(ORDO NEWS) — The classification of celestial objects is a longstanding astronomical problem. It is easy to confuse sources of different types located at unimaginably great distances, for example, a star with a galaxy, or a quasar with a supernova.
One of the modern solutions to this problem was recently proposed by researchers led by Pedro Cunha from the Institute of Astrophysics and Space Research, Portugal, who tried to solve the classic problem by creating an original machine learning algorithm called SHEEP, capable of determining the nature of astronomical sources.

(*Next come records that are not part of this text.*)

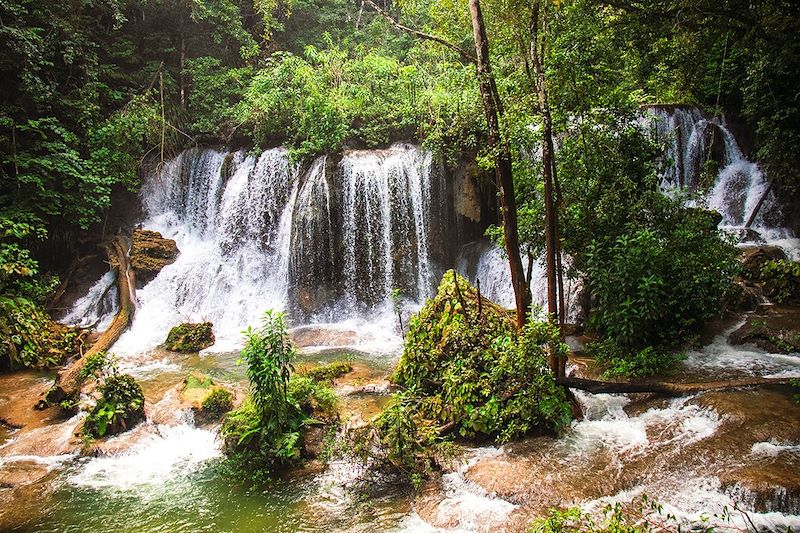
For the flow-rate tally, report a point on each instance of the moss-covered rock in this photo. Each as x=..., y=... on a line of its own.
x=465, y=368
x=119, y=408
x=208, y=400
x=775, y=329
x=150, y=252
x=190, y=337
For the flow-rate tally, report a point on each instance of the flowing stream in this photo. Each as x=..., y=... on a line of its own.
x=328, y=244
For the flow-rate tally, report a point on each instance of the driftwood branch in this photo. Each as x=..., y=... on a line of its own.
x=664, y=388
x=69, y=380
x=421, y=35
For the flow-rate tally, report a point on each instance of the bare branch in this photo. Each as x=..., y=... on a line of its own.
x=421, y=35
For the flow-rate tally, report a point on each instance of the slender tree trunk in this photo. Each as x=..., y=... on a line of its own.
x=493, y=110
x=555, y=282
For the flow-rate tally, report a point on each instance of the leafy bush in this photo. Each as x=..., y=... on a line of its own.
x=617, y=362
x=119, y=408
x=471, y=373
x=781, y=280
x=658, y=283
x=266, y=433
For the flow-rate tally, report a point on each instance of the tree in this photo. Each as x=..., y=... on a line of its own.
x=497, y=146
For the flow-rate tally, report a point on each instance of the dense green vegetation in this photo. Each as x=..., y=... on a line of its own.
x=466, y=371
x=266, y=434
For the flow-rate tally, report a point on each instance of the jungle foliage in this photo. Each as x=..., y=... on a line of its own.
x=466, y=371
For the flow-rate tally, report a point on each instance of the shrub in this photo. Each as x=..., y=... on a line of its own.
x=661, y=279
x=471, y=373
x=119, y=408
x=266, y=433
x=219, y=401
x=617, y=362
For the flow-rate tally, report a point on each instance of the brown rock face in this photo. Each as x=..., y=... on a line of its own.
x=150, y=252
x=753, y=259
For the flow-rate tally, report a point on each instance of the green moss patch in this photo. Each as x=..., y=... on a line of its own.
x=466, y=370
x=190, y=337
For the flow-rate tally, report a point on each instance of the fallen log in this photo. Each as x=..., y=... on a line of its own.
x=664, y=388
x=69, y=380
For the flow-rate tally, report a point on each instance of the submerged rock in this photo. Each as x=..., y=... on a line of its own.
x=190, y=337
x=150, y=252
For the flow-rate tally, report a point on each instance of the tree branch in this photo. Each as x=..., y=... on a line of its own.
x=421, y=35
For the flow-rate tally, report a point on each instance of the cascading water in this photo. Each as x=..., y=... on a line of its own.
x=385, y=215
x=739, y=192
x=256, y=233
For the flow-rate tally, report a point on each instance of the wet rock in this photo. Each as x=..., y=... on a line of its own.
x=775, y=329
x=150, y=252
x=190, y=337
x=208, y=400
x=753, y=260
x=314, y=441
x=308, y=336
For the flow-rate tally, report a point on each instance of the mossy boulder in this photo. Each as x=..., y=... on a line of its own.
x=775, y=329
x=119, y=407
x=328, y=371
x=190, y=337
x=150, y=252
x=208, y=400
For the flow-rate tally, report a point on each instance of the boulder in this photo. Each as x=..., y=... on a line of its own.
x=775, y=329
x=190, y=337
x=150, y=252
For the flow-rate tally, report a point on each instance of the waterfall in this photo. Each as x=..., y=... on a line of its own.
x=691, y=139
x=231, y=216
x=256, y=232
x=485, y=262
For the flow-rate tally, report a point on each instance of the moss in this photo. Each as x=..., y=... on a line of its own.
x=119, y=408
x=190, y=337
x=465, y=367
x=328, y=371
x=218, y=402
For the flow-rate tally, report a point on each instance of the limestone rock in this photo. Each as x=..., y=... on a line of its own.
x=775, y=329
x=208, y=400
x=150, y=252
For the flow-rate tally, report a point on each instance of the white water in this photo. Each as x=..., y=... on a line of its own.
x=174, y=451
x=97, y=307
x=739, y=185
x=487, y=263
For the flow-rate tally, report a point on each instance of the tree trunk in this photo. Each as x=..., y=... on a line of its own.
x=493, y=110
x=69, y=380
x=667, y=389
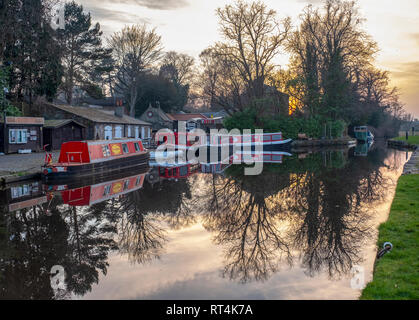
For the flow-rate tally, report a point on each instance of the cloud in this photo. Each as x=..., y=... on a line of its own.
x=415, y=37
x=157, y=4
x=407, y=71
x=108, y=15
x=406, y=76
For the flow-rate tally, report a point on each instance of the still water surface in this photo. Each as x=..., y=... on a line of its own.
x=294, y=232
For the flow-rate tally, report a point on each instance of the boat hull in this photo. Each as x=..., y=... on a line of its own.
x=211, y=154
x=98, y=168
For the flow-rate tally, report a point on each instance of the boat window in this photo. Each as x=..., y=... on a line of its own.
x=247, y=138
x=137, y=181
x=106, y=151
x=125, y=148
x=276, y=136
x=107, y=190
x=126, y=184
x=183, y=171
x=266, y=157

The SHEEP algorithm is an AI-based data-processing program that estimates photometric redshifts and uses this information to further classify sources such as a galaxy, quasar, or star. “This photometric information is easy to obtain and therefore very important in the initial analysis of the nature of observed objects,” Cunha said.
“The novelty of our study is that before performing the classification, the algorithm first estimates the photometric redshifts, which are then added to the data set as an additional auxiliary parameter for training the classification model.”
The team found that adding this redshift and the coordinates of the objects allowed the AI to “understand” these objects in the grid of the 3D map of the universe, and they used these values in conjunction with color information to make more accurate estimates of the properties of the sources.
For example, artificial intelligence has found that the probability of finding stars closer to the plane of the Milky Way is higher than in the direction of the poles of the Galaxy.
According to the authors, when artificial intelligence began to work with a three-dimensional map of the Universe, the accuracy of determining the nature of sources increased significantly.
This work has become an important part of modern attempts to develop means of processing the huge amount of data produced by today’s operational sky surveys, such as the Sloan Digital Sky Survey, as well as planned projects such as the Vera Rubin Observatory, Dark Energy Spectroscopic Instrument (DESI), the Euclid satellite ( Euclid and NASA/ESA‘s James Webb Space Observatory.